Harvey’s wrath, and Houston’s response to it, taught us a lot about our neighbors, our faith communities, our leaders. But it also has taught us about the importance of institutions, regulations and the need for policies crafted with forethought and courage.

What our government should do, and how much, is a constant debate that often disintegrates into partisan talking points and ideology. A historic flood makes flesh of philosophy.

We may applaud the performance of government on some levels, including the heroic response of first responders and the tough, bipartisan calls of Harris County Judge Ed Emmett and Mayor Sylvester Turner to hunker down.

But let’s start asking some tough questions.

What more, for instance, could Police Chief Art Acevedo and his officers have done to save people if his department weren’t 2,000 officers short?

What could have been done to safeguard chemical plants and avoid potential disasters such as the explosions at the Arkema plant in Crosby, which has already drawn a lawsuit by first responders who say they were overcome by fumes?

As my Houston Chronicle colleagues have reported, such plants operate under loose federal and state regulation, and after a 2013 ruling by then-Attorney General Greg Abbott, Texans don’t even have a right to know what dangerous chemicals are being stored in their neighborhoods.

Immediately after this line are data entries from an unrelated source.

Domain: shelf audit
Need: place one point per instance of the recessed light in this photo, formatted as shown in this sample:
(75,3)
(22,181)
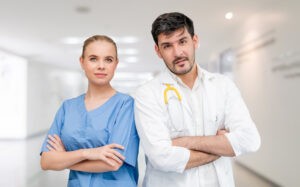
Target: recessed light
(82,9)
(126,39)
(128,51)
(72,40)
(229,15)
(131,59)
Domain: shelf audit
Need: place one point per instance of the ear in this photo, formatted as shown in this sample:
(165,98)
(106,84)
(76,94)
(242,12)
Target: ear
(157,51)
(196,41)
(81,62)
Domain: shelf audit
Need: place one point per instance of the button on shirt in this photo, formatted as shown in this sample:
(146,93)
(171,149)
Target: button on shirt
(194,97)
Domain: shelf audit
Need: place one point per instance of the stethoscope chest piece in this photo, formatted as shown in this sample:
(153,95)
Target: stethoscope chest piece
(174,107)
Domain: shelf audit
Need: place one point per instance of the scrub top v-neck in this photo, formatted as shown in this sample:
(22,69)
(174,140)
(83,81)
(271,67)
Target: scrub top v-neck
(112,122)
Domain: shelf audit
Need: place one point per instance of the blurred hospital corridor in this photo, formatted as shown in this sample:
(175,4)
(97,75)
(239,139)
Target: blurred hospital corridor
(254,43)
(24,169)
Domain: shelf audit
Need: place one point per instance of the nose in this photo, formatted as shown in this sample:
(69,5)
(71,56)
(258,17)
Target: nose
(101,64)
(177,51)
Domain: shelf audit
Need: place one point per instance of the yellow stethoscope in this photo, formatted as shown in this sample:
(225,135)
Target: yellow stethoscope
(175,108)
(169,87)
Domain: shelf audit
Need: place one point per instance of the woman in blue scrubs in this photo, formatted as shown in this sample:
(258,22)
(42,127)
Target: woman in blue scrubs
(94,134)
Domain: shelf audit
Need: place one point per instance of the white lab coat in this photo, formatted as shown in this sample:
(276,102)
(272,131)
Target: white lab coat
(223,107)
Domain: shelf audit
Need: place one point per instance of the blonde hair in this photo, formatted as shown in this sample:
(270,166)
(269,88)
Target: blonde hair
(98,38)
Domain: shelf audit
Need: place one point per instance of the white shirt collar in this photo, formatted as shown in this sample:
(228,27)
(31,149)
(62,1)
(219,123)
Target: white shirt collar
(181,83)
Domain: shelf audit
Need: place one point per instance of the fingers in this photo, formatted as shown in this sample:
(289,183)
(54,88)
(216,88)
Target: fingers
(108,161)
(53,139)
(119,155)
(50,148)
(114,145)
(58,138)
(52,144)
(114,157)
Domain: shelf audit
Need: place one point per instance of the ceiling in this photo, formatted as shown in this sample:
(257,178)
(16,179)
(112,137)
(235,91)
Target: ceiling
(35,29)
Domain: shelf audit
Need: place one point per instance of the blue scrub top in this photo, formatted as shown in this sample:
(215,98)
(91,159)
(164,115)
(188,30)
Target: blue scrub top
(112,122)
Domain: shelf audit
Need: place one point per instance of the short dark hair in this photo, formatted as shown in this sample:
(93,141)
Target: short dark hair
(169,22)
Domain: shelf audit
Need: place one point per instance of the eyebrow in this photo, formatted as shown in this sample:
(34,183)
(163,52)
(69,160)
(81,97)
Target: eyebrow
(97,56)
(167,43)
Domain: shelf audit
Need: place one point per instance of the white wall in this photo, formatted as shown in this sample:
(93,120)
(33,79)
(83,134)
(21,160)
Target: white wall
(267,71)
(48,87)
(13,76)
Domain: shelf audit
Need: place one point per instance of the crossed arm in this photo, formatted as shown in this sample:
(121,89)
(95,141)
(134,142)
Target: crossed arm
(100,159)
(205,149)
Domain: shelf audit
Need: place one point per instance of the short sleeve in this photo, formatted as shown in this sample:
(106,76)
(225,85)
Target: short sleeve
(55,127)
(124,132)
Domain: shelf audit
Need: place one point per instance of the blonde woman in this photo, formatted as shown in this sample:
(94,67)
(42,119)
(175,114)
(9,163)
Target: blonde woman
(94,134)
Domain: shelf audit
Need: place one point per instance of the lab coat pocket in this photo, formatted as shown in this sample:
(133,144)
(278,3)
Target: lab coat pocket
(175,111)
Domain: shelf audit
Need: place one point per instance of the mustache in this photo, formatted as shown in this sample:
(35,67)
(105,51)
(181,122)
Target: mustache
(179,59)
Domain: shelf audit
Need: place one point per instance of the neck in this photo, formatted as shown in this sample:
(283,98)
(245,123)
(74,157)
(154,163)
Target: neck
(96,92)
(190,77)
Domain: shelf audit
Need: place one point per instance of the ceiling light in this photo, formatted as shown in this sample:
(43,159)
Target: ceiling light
(82,9)
(72,40)
(128,51)
(126,39)
(229,15)
(131,59)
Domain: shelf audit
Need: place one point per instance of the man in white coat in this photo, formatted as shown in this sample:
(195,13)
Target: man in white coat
(190,121)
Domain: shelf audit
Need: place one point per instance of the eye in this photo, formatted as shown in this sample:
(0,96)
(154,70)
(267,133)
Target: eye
(166,46)
(182,41)
(108,60)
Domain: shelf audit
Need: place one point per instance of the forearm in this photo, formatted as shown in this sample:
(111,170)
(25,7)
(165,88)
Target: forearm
(56,160)
(218,145)
(198,158)
(96,166)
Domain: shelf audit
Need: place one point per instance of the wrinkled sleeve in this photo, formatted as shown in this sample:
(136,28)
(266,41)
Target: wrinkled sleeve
(154,134)
(124,133)
(55,127)
(243,136)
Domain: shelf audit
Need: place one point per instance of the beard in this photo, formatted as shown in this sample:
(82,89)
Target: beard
(186,70)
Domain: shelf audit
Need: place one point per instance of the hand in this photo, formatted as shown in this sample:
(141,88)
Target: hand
(222,132)
(179,142)
(104,153)
(56,143)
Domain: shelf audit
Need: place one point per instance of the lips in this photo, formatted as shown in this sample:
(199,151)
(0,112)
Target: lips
(180,60)
(100,75)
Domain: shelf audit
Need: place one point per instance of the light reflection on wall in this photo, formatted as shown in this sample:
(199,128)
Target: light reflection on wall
(13,85)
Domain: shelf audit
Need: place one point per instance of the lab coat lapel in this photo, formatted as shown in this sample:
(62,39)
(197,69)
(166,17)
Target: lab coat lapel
(209,104)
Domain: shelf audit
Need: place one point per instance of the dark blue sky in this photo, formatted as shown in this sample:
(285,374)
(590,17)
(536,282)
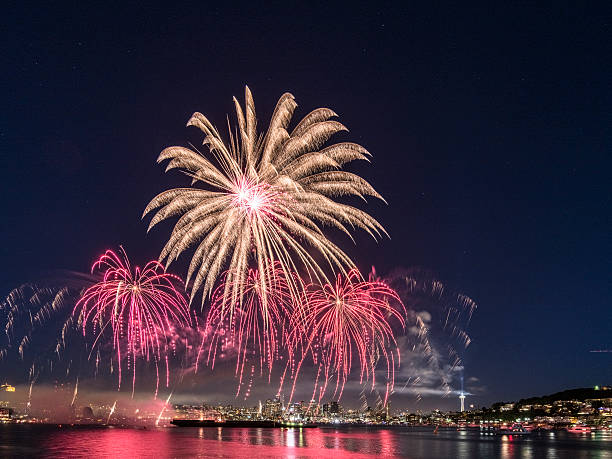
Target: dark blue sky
(490,128)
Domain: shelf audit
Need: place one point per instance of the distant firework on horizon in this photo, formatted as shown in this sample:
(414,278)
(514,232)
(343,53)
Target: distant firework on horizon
(138,306)
(264,197)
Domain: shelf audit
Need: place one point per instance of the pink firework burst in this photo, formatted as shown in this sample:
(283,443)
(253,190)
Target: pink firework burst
(140,307)
(257,323)
(351,319)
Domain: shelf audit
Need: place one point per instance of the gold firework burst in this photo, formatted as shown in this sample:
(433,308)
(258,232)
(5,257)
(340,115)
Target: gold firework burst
(262,197)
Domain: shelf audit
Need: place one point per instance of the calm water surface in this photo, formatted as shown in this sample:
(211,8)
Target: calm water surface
(325,442)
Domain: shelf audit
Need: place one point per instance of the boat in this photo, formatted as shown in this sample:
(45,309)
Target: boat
(230,423)
(514,429)
(579,428)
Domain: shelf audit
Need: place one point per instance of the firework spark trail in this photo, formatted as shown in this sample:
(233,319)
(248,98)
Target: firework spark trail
(266,196)
(111,412)
(140,308)
(76,391)
(254,324)
(163,409)
(439,318)
(351,319)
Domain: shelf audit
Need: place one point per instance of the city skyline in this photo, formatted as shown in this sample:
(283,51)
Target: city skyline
(495,170)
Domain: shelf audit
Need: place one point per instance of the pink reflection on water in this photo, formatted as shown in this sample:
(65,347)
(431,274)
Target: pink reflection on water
(217,442)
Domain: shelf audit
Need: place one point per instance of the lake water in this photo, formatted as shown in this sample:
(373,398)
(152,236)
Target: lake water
(324,442)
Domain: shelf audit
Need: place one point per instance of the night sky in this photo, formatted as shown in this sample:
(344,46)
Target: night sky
(490,128)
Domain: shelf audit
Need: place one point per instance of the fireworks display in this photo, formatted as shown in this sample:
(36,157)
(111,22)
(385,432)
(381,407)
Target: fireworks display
(257,323)
(138,306)
(351,319)
(263,264)
(265,196)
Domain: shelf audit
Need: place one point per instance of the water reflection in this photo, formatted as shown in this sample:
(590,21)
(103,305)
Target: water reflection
(344,442)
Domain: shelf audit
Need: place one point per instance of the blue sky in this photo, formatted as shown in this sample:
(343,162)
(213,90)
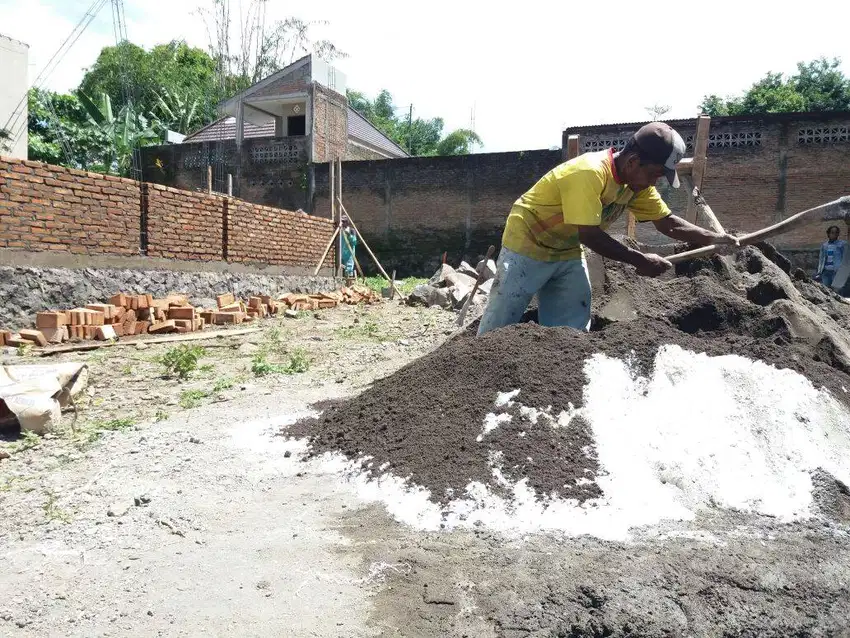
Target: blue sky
(529,69)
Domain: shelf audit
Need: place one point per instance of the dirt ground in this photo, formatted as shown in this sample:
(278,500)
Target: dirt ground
(172,509)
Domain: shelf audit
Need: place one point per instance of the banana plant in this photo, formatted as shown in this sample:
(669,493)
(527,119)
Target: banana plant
(125,132)
(175,113)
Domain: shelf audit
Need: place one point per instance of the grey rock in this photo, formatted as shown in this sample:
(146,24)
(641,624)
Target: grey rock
(248,348)
(119,508)
(439,277)
(466,269)
(459,279)
(427,295)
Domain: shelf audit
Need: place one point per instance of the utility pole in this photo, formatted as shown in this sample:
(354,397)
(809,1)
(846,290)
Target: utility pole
(409,131)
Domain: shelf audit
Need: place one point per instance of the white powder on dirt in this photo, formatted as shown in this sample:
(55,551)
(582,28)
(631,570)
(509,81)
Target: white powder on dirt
(702,432)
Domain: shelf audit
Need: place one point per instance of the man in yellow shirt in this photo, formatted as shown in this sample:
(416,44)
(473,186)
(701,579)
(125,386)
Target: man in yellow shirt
(572,206)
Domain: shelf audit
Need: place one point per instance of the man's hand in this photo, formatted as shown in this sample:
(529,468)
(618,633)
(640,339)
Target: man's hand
(652,265)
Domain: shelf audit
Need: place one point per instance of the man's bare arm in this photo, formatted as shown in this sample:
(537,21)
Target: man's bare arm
(602,243)
(677,228)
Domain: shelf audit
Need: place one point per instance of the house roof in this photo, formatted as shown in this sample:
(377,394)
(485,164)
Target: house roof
(359,128)
(225,129)
(362,129)
(723,119)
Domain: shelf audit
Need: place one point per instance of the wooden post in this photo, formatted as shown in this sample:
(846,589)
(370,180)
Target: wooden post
(573,146)
(332,185)
(699,163)
(327,250)
(369,250)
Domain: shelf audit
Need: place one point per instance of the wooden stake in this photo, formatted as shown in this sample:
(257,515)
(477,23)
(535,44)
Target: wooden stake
(327,250)
(369,250)
(573,146)
(699,163)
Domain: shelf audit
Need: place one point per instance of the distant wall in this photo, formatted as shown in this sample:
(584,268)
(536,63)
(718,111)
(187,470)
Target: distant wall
(51,208)
(761,169)
(270,171)
(412,210)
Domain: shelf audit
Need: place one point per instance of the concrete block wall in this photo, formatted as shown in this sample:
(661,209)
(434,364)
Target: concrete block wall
(45,207)
(412,210)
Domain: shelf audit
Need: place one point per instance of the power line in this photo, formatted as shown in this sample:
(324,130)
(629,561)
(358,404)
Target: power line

The Chronicle’s Mark Collette and Matt Dempsey have reported that the U.S. Environmental Protection Agency, the Occupational Safety and Health Administration and the Texas Commission on Environmental Quality are all poorly equipped to inspect plants damaged during Harvey or to look for longterm problems because they are “understaffed, underfunded and don’t account for scores of dangerous chemicals.”

“Who is going to oversee any of this?” Jordan Barab, a former top OSHA official asked in a recent Chronicle story. “The answer is no one.”

Consider this from that same report: President Donald Trump’s budget cut OSHA enforcement spending — including inspections — but a House budget committee in July went even further, proposing cuts of $14.7 million, or more than 7 percent. The agency already was unable to inspect most facilities.

In Harris County, we should ask what more officials could have done to prevent flooding. More specifically, whether the devastating, sustained flooding we have seen in neighborhoods downstream from controlled reservoir releases could have been avoided. What if flood control officials had demanded protections, federal funding to pay for it, and tried to curb development in the area around Addicks and Barker?

‘Chilling accuracy’

The answers seem clear after the Dallas Morning News last week cited a Harris County Flood Control District report from two decades ago, which predicted with “chilling accuracy” reality experienced by thousands of homeowners.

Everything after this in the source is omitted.